InCité aide ainsi les propriétaires démunis à rénover leurs logements, en finançant jusqu’à 75% du montant des travaux (en moyenne 49%). 88 personnes ont perçu un chèque moyen de 31000€ . En contrepartie, les propriétaires privés doivent assurer un loyer modéré :
« Alors que les loyers vont de 12 à 14 €/m², les propriétaires qui bénéficient de nos aides ont l’obligation de se limiter à 6 à 8 €/m² et de garder le même locataire après les travaux. »
Des obligations valables 12 ans. Après, il faut renégocier avec les propriétaires, et le cas va se présenter dans le quartier Saint-Paul où les premières concessions s’arrêteront en juin prochain.
Direction rive droite
Pour maintenir des prix abordables, Jean-Noël Galvan invoque aussi une offre de logement social public et une « concurrence saine » où le propriétaire voisin des logements sociaux privés baissera lui aussi ses prix.

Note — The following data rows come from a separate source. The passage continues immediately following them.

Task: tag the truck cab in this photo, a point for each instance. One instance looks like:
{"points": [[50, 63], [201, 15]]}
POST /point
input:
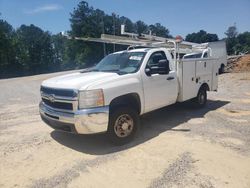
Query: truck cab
{"points": [[111, 96]]}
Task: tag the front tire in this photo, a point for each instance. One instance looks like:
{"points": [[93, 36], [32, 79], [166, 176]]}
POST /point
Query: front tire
{"points": [[123, 125]]}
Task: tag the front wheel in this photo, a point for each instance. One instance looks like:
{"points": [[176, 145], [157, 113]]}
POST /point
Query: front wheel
{"points": [[123, 125], [201, 99]]}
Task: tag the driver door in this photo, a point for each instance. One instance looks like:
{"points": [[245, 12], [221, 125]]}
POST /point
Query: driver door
{"points": [[159, 89]]}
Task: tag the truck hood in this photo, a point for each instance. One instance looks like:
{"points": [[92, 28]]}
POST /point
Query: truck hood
{"points": [[78, 81]]}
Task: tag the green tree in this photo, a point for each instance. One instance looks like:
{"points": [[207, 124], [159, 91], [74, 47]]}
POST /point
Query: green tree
{"points": [[9, 65], [141, 27], [159, 30], [201, 37], [231, 40], [35, 51]]}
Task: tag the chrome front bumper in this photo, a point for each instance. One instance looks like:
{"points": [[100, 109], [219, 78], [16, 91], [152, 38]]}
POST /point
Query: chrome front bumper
{"points": [[86, 121]]}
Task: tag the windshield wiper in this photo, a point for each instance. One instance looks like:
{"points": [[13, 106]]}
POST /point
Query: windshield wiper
{"points": [[89, 70]]}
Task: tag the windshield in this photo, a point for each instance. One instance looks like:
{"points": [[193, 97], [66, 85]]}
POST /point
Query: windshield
{"points": [[121, 63], [192, 56]]}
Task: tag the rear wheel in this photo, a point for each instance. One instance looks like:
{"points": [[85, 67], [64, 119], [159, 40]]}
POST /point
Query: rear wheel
{"points": [[201, 99], [123, 125]]}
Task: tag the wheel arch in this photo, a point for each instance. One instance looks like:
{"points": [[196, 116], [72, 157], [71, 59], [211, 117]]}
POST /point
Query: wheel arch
{"points": [[130, 99], [205, 85]]}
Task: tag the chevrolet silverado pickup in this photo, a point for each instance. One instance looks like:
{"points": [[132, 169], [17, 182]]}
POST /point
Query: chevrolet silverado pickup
{"points": [[110, 97]]}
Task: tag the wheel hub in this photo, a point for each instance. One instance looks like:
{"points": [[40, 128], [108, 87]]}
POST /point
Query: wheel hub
{"points": [[124, 125]]}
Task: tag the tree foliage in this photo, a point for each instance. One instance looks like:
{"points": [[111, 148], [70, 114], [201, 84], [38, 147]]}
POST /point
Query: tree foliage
{"points": [[201, 37], [237, 43]]}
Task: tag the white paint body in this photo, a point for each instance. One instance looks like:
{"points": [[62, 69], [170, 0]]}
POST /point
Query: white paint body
{"points": [[155, 91]]}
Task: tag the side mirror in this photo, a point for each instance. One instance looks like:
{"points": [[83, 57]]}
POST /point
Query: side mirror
{"points": [[163, 66]]}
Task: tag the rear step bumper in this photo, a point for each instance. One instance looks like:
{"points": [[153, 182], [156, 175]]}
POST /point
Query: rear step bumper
{"points": [[86, 121]]}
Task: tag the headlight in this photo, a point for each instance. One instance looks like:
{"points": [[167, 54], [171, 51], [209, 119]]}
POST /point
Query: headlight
{"points": [[91, 98]]}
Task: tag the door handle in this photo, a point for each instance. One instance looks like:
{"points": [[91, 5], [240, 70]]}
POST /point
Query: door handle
{"points": [[170, 78]]}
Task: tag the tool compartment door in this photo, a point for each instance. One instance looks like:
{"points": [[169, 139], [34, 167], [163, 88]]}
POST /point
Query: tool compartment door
{"points": [[187, 81]]}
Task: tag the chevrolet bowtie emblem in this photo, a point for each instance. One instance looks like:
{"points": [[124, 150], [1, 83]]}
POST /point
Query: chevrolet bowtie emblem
{"points": [[51, 98]]}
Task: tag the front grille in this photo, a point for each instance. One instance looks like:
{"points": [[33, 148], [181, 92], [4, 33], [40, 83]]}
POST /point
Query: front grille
{"points": [[59, 105], [59, 92]]}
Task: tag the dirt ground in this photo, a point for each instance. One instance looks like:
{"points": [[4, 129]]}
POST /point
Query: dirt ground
{"points": [[178, 146]]}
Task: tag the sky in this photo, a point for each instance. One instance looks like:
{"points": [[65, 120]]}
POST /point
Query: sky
{"points": [[180, 17]]}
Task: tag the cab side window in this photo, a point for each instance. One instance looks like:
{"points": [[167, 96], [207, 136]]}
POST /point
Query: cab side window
{"points": [[205, 55], [155, 58]]}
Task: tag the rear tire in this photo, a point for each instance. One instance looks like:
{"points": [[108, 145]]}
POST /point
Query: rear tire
{"points": [[123, 125], [222, 69], [201, 99]]}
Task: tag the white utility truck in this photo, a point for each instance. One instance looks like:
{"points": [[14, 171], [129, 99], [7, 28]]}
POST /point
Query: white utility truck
{"points": [[215, 50], [111, 96]]}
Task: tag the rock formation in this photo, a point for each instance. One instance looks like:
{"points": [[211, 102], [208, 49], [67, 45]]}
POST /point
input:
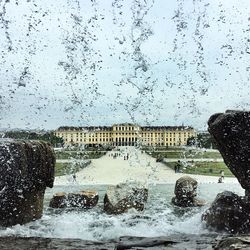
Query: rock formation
{"points": [[83, 199], [228, 212], [26, 169], [231, 131], [125, 196], [186, 192]]}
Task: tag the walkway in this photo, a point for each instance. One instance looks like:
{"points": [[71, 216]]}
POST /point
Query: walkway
{"points": [[139, 167]]}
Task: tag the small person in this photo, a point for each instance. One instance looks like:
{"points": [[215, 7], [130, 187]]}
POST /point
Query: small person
{"points": [[222, 175], [220, 180], [178, 167]]}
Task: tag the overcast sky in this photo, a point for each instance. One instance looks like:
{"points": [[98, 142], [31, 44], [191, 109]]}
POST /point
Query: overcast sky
{"points": [[85, 62]]}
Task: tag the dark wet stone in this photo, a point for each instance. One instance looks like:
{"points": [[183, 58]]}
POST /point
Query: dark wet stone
{"points": [[125, 196], [82, 199], [229, 212], [186, 192], [26, 169], [34, 243], [233, 243], [179, 242], [231, 131]]}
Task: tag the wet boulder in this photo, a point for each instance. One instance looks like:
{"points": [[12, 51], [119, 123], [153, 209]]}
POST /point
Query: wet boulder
{"points": [[229, 212], [82, 199], [231, 131], [26, 169], [125, 196], [186, 192]]}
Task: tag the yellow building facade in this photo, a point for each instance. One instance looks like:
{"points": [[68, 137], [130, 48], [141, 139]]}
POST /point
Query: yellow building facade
{"points": [[126, 135]]}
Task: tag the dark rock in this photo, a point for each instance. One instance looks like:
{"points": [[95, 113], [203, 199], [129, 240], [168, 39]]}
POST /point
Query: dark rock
{"points": [[83, 199], [229, 212], [122, 197], [231, 243], [178, 242], [59, 200], [231, 131], [186, 192], [34, 243], [26, 169]]}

« Mais pourquoi les propriétaires privés feraient des prix bas s’ils peuvent louer plus cher ? », s’interroge François, de Droit au logement.
La sociologue Agnès Villechaise connaît bien le quartier, son terrain d’étude depuis la fin des années 1980. Assise au pied de l’église Sainte-Croix, elle ne veut pas jeter la pierre à la SEM :
« InCité fait un travail de longue haleine, complexe, dispendieux en énergie mais surtout dont les retombées sont incertaines. Elle a une volonté de régulation, même si je ne dis pas qu’elle est efficace. Ce n’est pas pérenne. Pour éviter l’effet de bascule quand le loyer et l’achat d’appartement deviendront inaccessibles -, la puissance publique doit favoriser et maintenir des logements publics ou privés. J’ai l’espoir que cet équilibre puisse être maintenu. »
Pour Jean-Noël Galvan, « c’est tout l’enjeu de l’offre et de la demande. Est-ce que Bordeaux est capable d’avoir une offre conséquente pour limiter cet effet ? En ce sens, on peut dire que la ville a une chance inouïe, avec des terrains disponibles rive droite. »
La rive droite devient d’ailleurs une terre d’accueil pour les exilés du quartier. C’est ce que remarque Hamed Serraj, co-fondateur en 1990 de l’association Le Boulevard des Potes, installée en plein cœur de Saint-Michel et connue pour ses repas de quartier. Il voit une partie de son public s’éloigner du centre de l’agglomération. Direction Cenon, Lormont, Floirac, Bassens, Sainte-Eulalie – « On en croise même lors de nos permanences à Castillon-la-Bataille. »
Saint-Michel peut ainsi se perdre de l’autre côté du fleuve.